🤖 AI Summary
This study addresses the lack of structured collaboration mechanisms for large language models (LLMs) in clinical decision-making. We propose the first configurable multi-agent collaboration framework grounded in Human Team Science (Salas et al.), extending the canonical “Big Five” team model into six core mechanisms: team leadership, closed-loop communication, shared mental models, mutual trust, mutual performance monitoring, and team orientation. Our framework features a modular, task-adaptive agent architecture that dynamically configures these mechanisms per task requirement. Evaluated on eight medical benchmarks, it achieves statistically significant performance improvements on seven tasks. Ablation studies demonstrate that optimal mechanism configuration varies with task complexity and clinical domain—confirming that structured, theory-informed collaboration critically enhances both accuracy and robustness of LLM-based medical reasoning.
📝 Abstract
We present TeamMedAgents, a novel multi-agent approach that systematically integrates evidence-based teamwork components from human-human collaboration into medical decision-making with large language models (LLMs).

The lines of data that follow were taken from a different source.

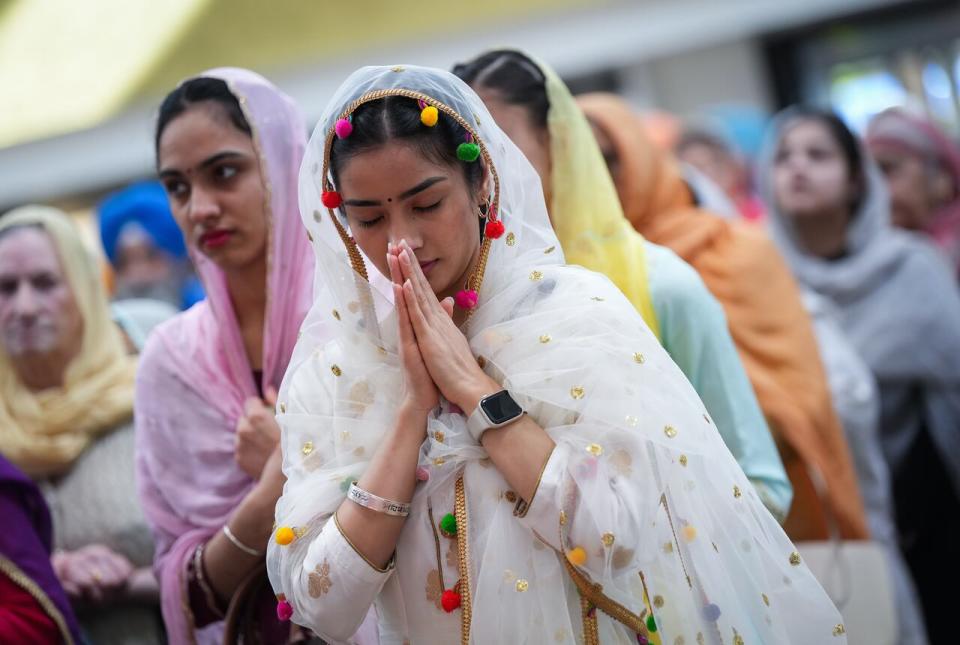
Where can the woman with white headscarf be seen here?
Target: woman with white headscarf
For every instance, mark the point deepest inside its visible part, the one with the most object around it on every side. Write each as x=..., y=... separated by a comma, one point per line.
x=611, y=511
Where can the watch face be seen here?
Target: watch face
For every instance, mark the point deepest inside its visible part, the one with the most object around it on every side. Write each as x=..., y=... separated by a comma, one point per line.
x=500, y=407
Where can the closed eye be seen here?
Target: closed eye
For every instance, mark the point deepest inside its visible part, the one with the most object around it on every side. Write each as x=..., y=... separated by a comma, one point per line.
x=370, y=223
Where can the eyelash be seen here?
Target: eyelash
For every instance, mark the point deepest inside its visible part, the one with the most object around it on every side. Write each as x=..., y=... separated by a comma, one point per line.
x=369, y=223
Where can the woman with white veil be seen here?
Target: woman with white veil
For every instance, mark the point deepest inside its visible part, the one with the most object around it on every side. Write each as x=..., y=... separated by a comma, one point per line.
x=610, y=512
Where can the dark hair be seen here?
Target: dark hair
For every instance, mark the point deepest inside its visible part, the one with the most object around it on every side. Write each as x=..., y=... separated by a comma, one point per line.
x=197, y=90
x=516, y=78
x=397, y=118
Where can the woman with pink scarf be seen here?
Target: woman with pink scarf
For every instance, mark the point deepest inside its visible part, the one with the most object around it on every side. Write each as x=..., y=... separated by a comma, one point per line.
x=922, y=168
x=229, y=146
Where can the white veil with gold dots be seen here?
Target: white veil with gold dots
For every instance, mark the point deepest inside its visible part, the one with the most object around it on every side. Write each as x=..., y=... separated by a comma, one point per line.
x=640, y=482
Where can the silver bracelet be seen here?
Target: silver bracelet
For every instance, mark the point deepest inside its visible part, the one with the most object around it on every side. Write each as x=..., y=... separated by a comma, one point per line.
x=240, y=545
x=368, y=500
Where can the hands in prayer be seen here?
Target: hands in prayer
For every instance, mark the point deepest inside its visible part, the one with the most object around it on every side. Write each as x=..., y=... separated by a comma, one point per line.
x=434, y=352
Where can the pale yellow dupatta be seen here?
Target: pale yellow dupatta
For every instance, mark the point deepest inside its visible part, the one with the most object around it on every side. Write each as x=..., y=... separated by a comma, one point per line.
x=585, y=210
x=44, y=432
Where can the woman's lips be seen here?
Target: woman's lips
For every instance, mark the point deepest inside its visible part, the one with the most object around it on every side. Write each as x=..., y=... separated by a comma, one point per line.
x=216, y=238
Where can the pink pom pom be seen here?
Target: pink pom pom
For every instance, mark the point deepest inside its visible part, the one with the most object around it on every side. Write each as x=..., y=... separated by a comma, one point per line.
x=284, y=611
x=466, y=299
x=343, y=128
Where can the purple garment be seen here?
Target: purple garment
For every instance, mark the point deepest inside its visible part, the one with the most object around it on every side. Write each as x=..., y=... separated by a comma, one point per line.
x=27, y=537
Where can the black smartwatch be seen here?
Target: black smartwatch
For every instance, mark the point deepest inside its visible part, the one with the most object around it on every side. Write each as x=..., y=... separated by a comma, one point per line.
x=494, y=411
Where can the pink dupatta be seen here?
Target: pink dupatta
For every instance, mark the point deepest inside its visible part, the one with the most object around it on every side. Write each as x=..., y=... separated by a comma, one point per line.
x=194, y=375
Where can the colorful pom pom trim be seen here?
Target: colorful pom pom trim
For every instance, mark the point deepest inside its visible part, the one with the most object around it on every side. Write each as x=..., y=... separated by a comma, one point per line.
x=449, y=600
x=494, y=229
x=429, y=116
x=577, y=556
x=469, y=152
x=331, y=199
x=343, y=128
x=284, y=609
x=466, y=299
x=448, y=525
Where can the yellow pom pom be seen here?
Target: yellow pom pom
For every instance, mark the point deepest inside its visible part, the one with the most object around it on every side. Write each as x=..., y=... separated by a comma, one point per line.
x=284, y=535
x=577, y=556
x=429, y=116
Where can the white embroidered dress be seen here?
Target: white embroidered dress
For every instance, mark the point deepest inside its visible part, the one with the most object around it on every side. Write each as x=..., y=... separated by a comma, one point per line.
x=640, y=488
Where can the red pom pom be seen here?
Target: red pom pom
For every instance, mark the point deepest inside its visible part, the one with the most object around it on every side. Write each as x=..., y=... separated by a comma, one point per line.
x=449, y=600
x=331, y=199
x=494, y=229
x=284, y=611
x=466, y=299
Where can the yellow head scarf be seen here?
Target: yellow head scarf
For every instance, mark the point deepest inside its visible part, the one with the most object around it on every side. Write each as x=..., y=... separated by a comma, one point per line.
x=44, y=432
x=585, y=209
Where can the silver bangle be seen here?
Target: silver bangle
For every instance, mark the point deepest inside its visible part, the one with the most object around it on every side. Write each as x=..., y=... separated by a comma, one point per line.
x=368, y=500
x=240, y=545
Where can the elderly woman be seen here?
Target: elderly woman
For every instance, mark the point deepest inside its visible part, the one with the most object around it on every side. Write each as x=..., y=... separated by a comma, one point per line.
x=66, y=403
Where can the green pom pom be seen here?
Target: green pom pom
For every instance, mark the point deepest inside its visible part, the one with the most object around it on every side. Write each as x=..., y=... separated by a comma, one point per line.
x=468, y=152
x=448, y=525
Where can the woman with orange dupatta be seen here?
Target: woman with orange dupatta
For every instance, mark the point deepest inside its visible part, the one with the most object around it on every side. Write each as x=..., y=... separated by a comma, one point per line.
x=767, y=320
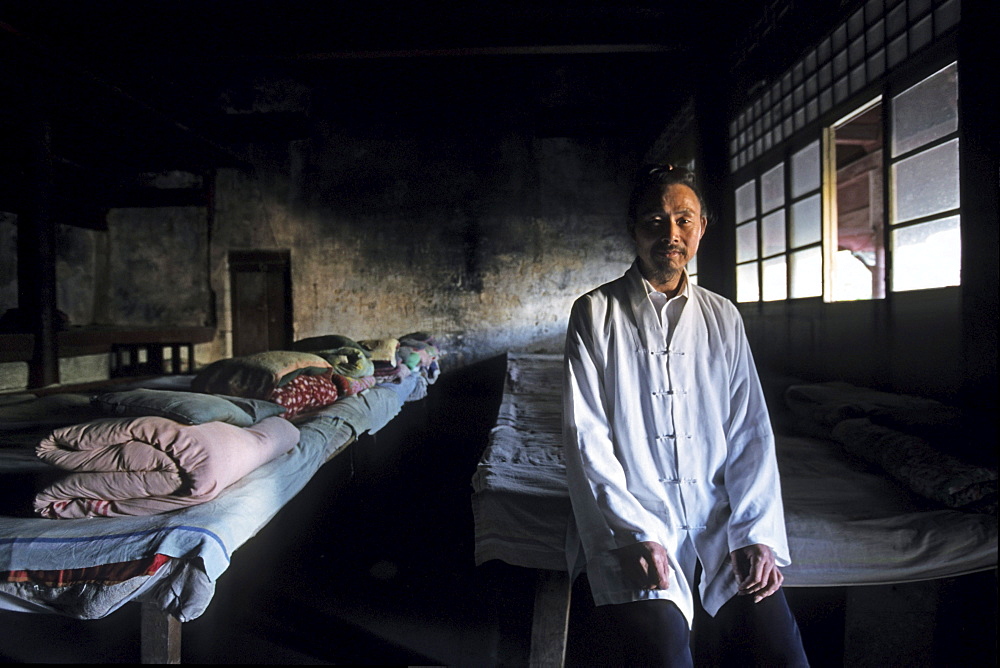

Our approach validates an organizational psychology teamwork model from human collaboration to computational multi-agent medical systems by operationalizing six core teamwork components derived from Salas et al.'s "Big Five" model: team leadership, mutual performance monitoring, team orientation, shared mental models, closed-loop communication, and mutual trust. We implement and evaluate these components as modular, configurable mechanisms within an adaptive collaboration architecture while assessing the effect of the number of agents involved based on the task's requirements and domain. Systematic evaluation of computational implementations of teamwork behaviors across eight medical benchmarks (MedQA, MedMCQA, MMLU-Pro Medical, PubMedQA, DDXPlus, MedBullets, Path-VQA, and PMC-VQA) demonstrates consistent improvements across 7 out of 8 evaluated datasets. Controlled ablation studies conducted on 50 questions per configuration across 3 independent runs provide mechanistic insights into individual component contributions, revealing optimal teamwork configurations that vary by reasoning task complexity and domain-specific requirements. Our ablation analyses reveal dataset-specific optimal teamwork configurations, indicating that different medical reasoning modalities benefit from distinct collaborative patterns. TeamMedAgents represents an advancement in collaborative AI by providing a systematic translation of established teamwork theories from human collaboration into agentic collaboration, establishing a foundation for evidence-based multi-agent system design in critical decision-making domains.